Service Graph Connector for Microsoft Intune Out of the box functionality causing Performance Issue

Chandra18 · ‎03-10-2025

Hello Experts,

We have installed the Plugin (out of the box) Service Graph Connector for Microsoft Intune to integrate ServiceNow and Intune. Currently, "Scheduled Data Import Job" "SG-Intune Devices" is import the data into a staging table that extend from "import set row" table and by a transform map we are bring data into a custom table called "Intune Mobile devices".

The "Scheduled Data Import Job" "SG-Intune Devices" is running weekly on a Weekend basis. but it is taking lot of time to execute and an incident created by platform team. We have deactivated another "Scheduled Data Import Job" "SG-Intune software" and "SG-Intune computer".

We would like to know what's causing this delay in the script/running job and how we can optimize the script to avoid delays in the running jobs in the Production instance.
I have created a before - insert business rule to abort record creation if u_manageddeviceownertype=personal OR u_serialnumber=0 on staging table. But it is not working.
There is a data source and it is loaded by script. in this script a script include called and here is two enpoints defined, I have not an idea how can we change this endpoint/URL to fetch only u_manageddeviceownertype=company and u_serialnumber!=0 devices.

Kieran Anson · ‎03-10-2025

A BR isn't the correct choice here, so let's fix that.

You need to modify the flow action that is retrieving data. It is far better to apply a filter to the fetched resource, than trying to filter afterwards.

In Workflow Studio, under data actions, open 'mobiledevices'

Modify the nextLink default value to include additional filtering. Below would be the new value

/deviceManagement/managedDevices?$filter=(operatingSystem eq 'android' or operatingSystem eq 'iOS' or operatingSystem eq 'iPadOS') and managedDeviceOwnerType eq 'company'

Save and publish the modification. You will now only receive records where the managed device owner type is company.
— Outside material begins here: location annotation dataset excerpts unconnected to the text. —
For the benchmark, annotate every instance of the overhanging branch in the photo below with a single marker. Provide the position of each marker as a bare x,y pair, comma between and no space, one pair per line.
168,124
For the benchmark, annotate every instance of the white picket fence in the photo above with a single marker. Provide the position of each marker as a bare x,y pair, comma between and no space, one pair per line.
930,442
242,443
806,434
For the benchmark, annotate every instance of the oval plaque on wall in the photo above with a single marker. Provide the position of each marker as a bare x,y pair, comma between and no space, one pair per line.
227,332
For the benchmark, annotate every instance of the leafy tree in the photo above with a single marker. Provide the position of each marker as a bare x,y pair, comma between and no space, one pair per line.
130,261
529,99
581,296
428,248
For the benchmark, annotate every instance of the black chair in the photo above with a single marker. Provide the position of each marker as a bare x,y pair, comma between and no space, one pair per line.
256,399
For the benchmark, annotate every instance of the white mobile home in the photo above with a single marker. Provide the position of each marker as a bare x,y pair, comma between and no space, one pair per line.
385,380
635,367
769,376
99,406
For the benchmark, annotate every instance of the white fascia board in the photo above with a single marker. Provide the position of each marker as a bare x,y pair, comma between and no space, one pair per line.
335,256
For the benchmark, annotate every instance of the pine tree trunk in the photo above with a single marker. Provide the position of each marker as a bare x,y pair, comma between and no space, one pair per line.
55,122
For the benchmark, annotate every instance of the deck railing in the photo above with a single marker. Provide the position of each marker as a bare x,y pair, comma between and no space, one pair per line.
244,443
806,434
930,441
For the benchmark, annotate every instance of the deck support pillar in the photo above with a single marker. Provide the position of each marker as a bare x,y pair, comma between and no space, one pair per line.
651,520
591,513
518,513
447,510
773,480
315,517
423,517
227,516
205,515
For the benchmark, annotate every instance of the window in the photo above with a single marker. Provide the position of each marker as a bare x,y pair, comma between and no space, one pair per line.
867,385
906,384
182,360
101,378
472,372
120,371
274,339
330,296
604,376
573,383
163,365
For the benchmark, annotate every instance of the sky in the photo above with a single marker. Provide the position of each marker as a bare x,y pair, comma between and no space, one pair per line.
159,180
I wouldn't filter out devices with a serial number of zero unless you have a specific reason. SN can handle the reconciliation via identification rules. IntegrationHub also filters out invalid serial numbers and will change the value to a null value

Chandra18 · ‎03-10-2025

Hi @Kieran Anson ,

Thanks for your reply!

Could You please add this condition userPrincipleName should not empty??

Some one suggested the following step to avoiding CIs with serial number = 0.

Prevent updates:

https://www.servicenow.com/docs/csh?topicname=create-id-inclusion-rule.html&version=latest

- Create an Identification Inclusion Rule

Prevent inserts:
Please implement a Before Insert Business Rule on the target table as follows:
1. Discovery source is SG-Intune
2. Conditions to match your business needs (serial number = 0 on certain types of CIs, as an example)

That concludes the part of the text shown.